Service Disruption - Degraded Custom SNMP Polling and Device identification
Incident Report for Auvik Networks Inc.
Postmortem

Service Disruption - SNMP Poller and Identification Service Degraded

Root Cause Analysis

Duration of incident

Discovered: Nov 7, 2022, 15:43 - UTC
Resolved: Nov 7, 2022, 20:00 - UTC

Cause

An update to the identification system triggered an undiscovered bug.

Effect

A previously undiscovered bug in the code reacted to the deployment causing resource issues for the SNMP poller and Identification services. As a result, some of these systems were degraded

Action taken

11/07/2022

15:34 UTC - An update was pushed to the identification system.
16:03 UTC - First Internal alarm fires.
16:47 UTC - Engineering team meeting to investigate the incident.
16:55 UTC - Status page post for investigation of SNMP polling and device Identification degradation of services.
17:35 UTC - Engineering team adds additional resources to clusters to address resource issues.
17:45 UTC - Engineering makes the decision to revert the update to the previous settings. Begins the process of reverting.
18:14 UTC - Engineering completes the reverting of the update and monitors systems.
20:00 UTC - Incident is marked as resolved and closed.

Future consideration(s)

● Auvik will enforce rigorous QA practices for change deployment to avoid future occurrences.
● Adjust Auto Scaling of resources in this area of the product.
● Add more pointed change alerting related to this specific type of incident to replace the generic one that is currently in place.
● Review current tech debt in this area and priorities in terms of impact.

Posted Nov 18, 2022 - 07:54 EST

Resolved
The fix for SNMP Polling and Device Identification degradation has been implemented. The source of the disruption has been resolved, and services have been fully restored.
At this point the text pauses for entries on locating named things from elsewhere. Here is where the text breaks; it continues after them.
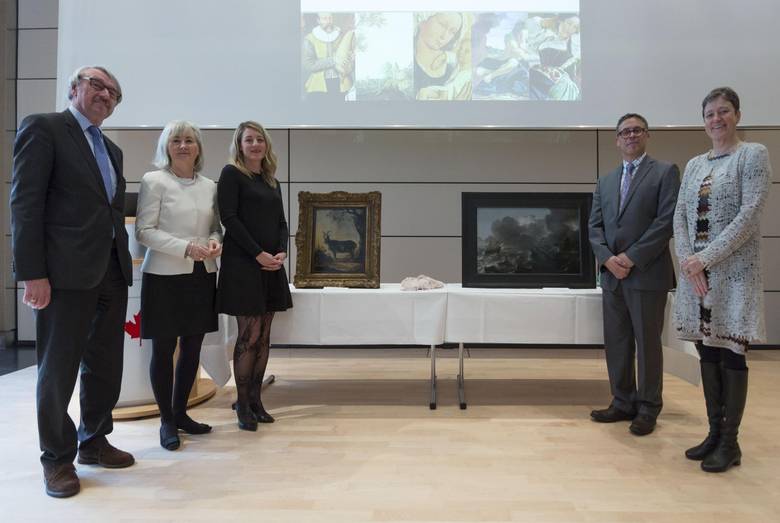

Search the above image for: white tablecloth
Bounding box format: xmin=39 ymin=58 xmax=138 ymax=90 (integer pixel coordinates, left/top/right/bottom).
xmin=271 ymin=284 xmax=447 ymax=345
xmin=444 ymin=284 xmax=701 ymax=384
xmin=444 ymin=284 xmax=604 ymax=345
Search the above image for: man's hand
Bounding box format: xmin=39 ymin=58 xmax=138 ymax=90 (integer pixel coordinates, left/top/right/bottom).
xmin=617 ymin=252 xmax=634 ymax=269
xmin=22 ymin=278 xmax=51 ymax=310
xmin=208 ymin=240 xmax=222 ymax=258
xmin=604 ymin=256 xmax=631 ymax=280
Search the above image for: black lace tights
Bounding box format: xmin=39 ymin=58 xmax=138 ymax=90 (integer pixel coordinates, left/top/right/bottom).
xmin=233 ymin=312 xmax=274 ymax=405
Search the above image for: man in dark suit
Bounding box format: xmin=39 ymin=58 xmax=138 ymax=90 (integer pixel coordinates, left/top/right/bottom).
xmin=11 ymin=67 xmax=134 ymax=497
xmin=589 ymin=113 xmax=680 ymax=436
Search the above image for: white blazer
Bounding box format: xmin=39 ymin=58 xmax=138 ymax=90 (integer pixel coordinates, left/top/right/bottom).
xmin=135 ymin=170 xmax=222 ymax=275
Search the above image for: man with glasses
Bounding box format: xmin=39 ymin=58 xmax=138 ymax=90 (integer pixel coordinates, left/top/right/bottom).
xmin=589 ymin=113 xmax=680 ymax=436
xmin=11 ymin=66 xmax=134 ymax=497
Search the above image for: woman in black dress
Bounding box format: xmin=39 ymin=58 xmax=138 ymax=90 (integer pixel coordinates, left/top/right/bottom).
xmin=217 ymin=121 xmax=292 ymax=430
xmin=135 ymin=121 xmax=222 ymax=450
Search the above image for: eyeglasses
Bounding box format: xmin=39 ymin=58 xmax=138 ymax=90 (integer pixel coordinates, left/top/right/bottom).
xmin=81 ymin=76 xmax=122 ymax=103
xmin=618 ymin=127 xmax=647 ymax=138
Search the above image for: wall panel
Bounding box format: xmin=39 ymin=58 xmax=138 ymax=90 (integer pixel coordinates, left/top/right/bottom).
xmin=290 ymin=130 xmax=596 ymax=183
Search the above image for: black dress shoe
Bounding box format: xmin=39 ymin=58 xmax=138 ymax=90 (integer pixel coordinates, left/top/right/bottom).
xmin=43 ymin=463 xmax=81 ymax=498
xmin=160 ymin=422 xmax=181 ymax=450
xmin=628 ymin=414 xmax=655 ymax=436
xmin=236 ymin=404 xmax=257 ymax=432
xmin=176 ymin=414 xmax=211 ymax=434
xmin=590 ymin=405 xmax=636 ymax=423
xmin=78 ymin=436 xmax=135 ymax=469
xmin=249 ymin=403 xmax=276 ymax=423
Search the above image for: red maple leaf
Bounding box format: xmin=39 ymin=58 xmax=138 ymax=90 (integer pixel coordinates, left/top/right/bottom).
xmin=125 ymin=312 xmax=141 ymax=345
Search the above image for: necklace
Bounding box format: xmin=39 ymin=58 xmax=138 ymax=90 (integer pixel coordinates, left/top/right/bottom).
xmin=707 ymin=141 xmax=742 ymax=161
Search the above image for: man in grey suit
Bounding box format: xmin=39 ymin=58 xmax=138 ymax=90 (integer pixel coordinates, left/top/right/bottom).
xmin=589 ymin=113 xmax=680 ymax=436
xmin=11 ymin=67 xmax=134 ymax=497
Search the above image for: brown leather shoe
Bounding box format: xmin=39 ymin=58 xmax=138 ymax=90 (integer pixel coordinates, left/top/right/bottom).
xmin=43 ymin=463 xmax=81 ymax=498
xmin=628 ymin=414 xmax=655 ymax=436
xmin=78 ymin=436 xmax=135 ymax=469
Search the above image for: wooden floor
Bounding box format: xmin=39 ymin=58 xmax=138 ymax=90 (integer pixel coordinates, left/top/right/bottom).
xmin=0 ymin=349 xmax=780 ymax=523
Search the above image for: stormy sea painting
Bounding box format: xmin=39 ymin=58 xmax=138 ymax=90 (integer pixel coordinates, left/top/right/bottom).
xmin=477 ymin=207 xmax=582 ymax=275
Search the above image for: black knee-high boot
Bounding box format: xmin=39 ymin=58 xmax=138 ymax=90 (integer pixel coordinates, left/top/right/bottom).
xmin=701 ymin=368 xmax=748 ymax=472
xmin=249 ymin=377 xmax=276 ymax=423
xmin=685 ymin=361 xmax=723 ymax=461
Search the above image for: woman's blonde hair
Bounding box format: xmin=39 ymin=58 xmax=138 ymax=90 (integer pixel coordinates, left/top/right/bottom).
xmin=152 ymin=120 xmax=203 ymax=173
xmin=228 ymin=120 xmax=278 ymax=187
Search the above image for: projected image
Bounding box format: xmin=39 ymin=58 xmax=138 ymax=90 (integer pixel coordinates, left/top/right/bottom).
xmin=301 ymin=0 xmax=582 ymax=103
xmin=471 ymin=13 xmax=580 ymax=100
xmin=414 ymin=12 xmax=472 ymax=100
xmin=301 ymin=11 xmax=355 ymax=102
xmin=355 ymin=13 xmax=414 ymax=101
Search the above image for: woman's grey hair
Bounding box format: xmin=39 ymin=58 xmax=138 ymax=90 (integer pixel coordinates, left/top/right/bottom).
xmin=153 ymin=120 xmax=203 ymax=173
xmin=68 ymin=65 xmax=122 ymax=104
xmin=701 ymin=87 xmax=739 ymax=118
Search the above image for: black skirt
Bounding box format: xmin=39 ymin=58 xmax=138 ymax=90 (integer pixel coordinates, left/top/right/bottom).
xmin=141 ymin=262 xmax=218 ymax=339
xmin=217 ymin=253 xmax=293 ymax=316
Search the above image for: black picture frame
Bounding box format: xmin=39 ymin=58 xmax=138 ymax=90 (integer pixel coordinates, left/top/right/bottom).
xmin=461 ymin=192 xmax=596 ymax=289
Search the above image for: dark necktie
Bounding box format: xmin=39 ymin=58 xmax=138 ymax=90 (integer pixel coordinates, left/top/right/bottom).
xmin=87 ymin=125 xmax=114 ymax=201
xmin=620 ymin=162 xmax=636 ymax=211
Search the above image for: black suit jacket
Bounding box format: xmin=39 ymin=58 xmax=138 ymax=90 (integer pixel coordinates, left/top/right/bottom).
xmin=589 ymin=155 xmax=680 ymax=290
xmin=11 ymin=109 xmax=133 ymax=289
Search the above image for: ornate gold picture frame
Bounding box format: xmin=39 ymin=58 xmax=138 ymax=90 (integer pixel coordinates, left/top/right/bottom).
xmin=293 ymin=191 xmax=382 ymax=289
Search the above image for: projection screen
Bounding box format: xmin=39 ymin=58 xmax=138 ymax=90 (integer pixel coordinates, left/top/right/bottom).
xmin=57 ymin=0 xmax=780 ymax=128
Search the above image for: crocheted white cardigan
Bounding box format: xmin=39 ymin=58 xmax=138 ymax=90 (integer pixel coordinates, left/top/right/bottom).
xmin=674 ymin=143 xmax=772 ymax=350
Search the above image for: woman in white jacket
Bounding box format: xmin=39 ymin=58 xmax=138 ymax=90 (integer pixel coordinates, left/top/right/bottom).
xmin=135 ymin=121 xmax=222 ymax=450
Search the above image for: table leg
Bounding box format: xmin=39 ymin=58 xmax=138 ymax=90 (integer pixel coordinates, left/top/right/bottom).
xmin=428 ymin=345 xmax=436 ymax=410
xmin=458 ymin=343 xmax=466 ymax=410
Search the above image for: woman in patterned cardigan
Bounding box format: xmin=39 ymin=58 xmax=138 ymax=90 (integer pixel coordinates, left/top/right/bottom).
xmin=674 ymin=87 xmax=771 ymax=472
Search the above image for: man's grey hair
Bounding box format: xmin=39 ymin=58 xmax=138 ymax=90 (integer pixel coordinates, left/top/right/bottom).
xmin=68 ymin=65 xmax=122 ymax=103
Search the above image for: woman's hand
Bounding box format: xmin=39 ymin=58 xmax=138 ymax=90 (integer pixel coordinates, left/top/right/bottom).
xmin=680 ymin=254 xmax=710 ymax=298
xmin=189 ymin=242 xmax=209 ymax=261
xmin=208 ymin=240 xmax=222 ymax=258
xmin=688 ymin=272 xmax=710 ymax=298
xmin=255 ymin=251 xmax=282 ymax=271
xmin=680 ymin=254 xmax=704 ymax=278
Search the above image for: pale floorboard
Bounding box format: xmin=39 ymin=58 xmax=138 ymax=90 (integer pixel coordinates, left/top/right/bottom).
xmin=0 ymin=349 xmax=780 ymax=523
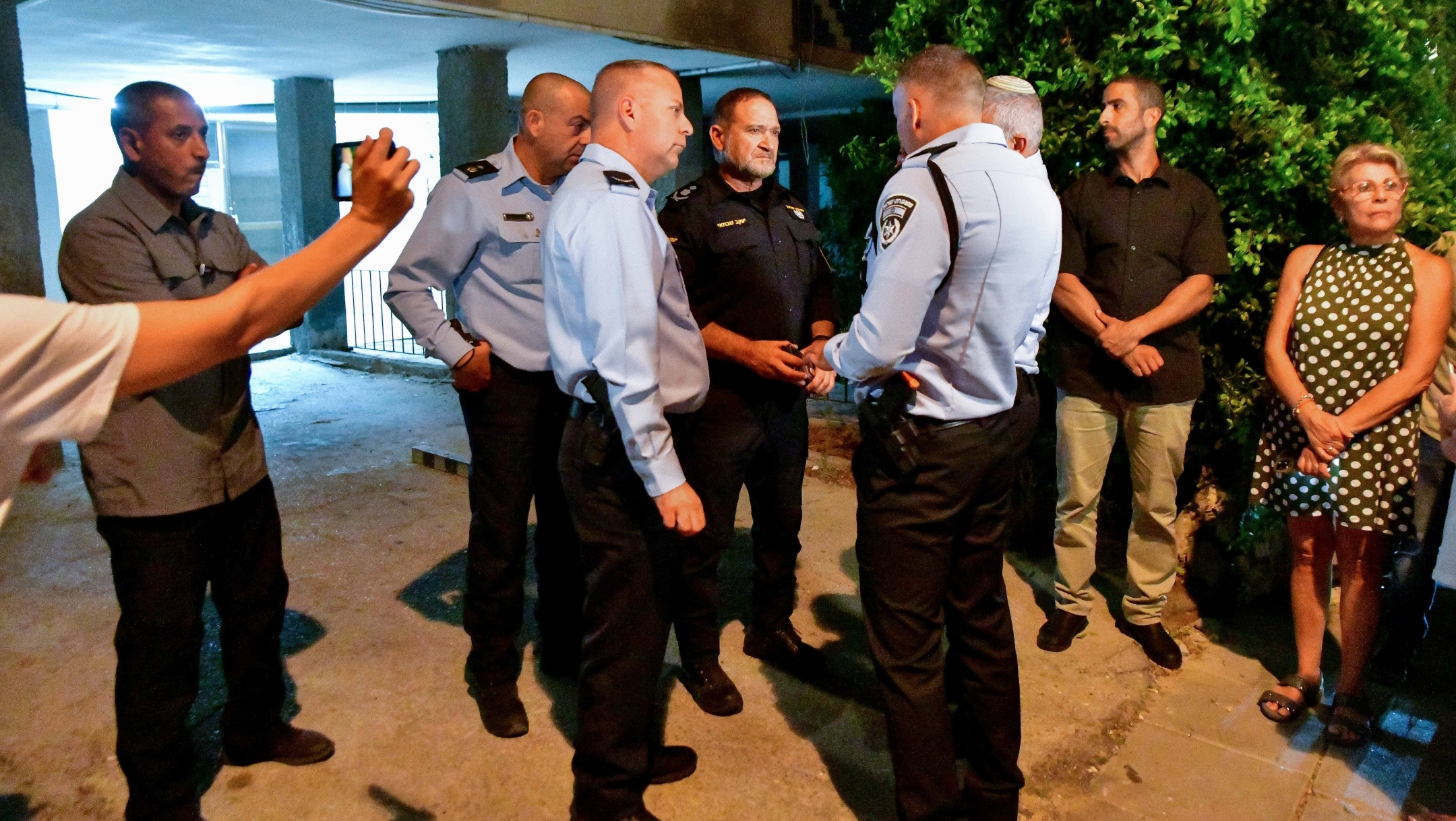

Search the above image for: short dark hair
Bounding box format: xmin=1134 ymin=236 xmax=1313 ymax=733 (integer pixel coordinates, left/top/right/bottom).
xmin=111 ymin=80 xmax=197 ymax=140
xmin=713 ymin=86 xmax=773 ymax=125
xmin=591 ymin=60 xmax=677 ymax=119
xmin=895 ymin=44 xmax=985 ymax=111
xmin=1108 ymin=71 xmax=1167 ymax=113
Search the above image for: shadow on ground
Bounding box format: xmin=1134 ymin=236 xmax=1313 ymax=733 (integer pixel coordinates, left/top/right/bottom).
xmin=187 ymin=595 xmax=326 ymax=797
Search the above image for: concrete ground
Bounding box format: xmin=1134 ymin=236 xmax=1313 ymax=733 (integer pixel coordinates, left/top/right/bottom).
xmin=0 ymin=357 xmax=1452 ymax=821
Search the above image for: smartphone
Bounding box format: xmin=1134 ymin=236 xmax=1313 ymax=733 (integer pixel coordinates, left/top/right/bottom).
xmin=332 ymin=140 xmax=394 ymax=202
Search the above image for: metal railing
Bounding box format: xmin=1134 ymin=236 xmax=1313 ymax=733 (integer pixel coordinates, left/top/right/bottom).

A Root Cause Analysis (RCA) will follow after completing a full review.
Posted Nov 07, 2022 - 14:44 EST
Monitoring
We’ve identified the source of the service disruption with SNMP Polling and Device Identification and are monitoring the situation. Tenants may have experienced service degradation with SNMP and device identification. The fix has been implemented. We’ll keep you posted on a resolution.
Posted Nov 07, 2022 - 13:47 EST
Identified
We’ve identified the source of the service disruption with SNMP Polling and Device Identification. Tenants may experience service degradation with SNMP and device identification. We are working to restore service as quickly as possible.
Posted Nov 07, 2022 - 13:01 EST
Investigating
We’re experiencing disruption to SNMP Polling and Device Identification. Tenants may experience service degradation with SNMP and device identification. We will continue to provide updates as they become available.
Posted Nov 07, 2022 - 12:55 EST
This incident affected: Network Mgmt (my.auvik.com, us1.my.auvik.com, us2.my.auvik.com, us3.my.auvik.com, us4.my.auvik.com, eu1.my.auvik.com, eu2.my.auvik.com, au1.my.auvik.com, ca1.my.auvik.com).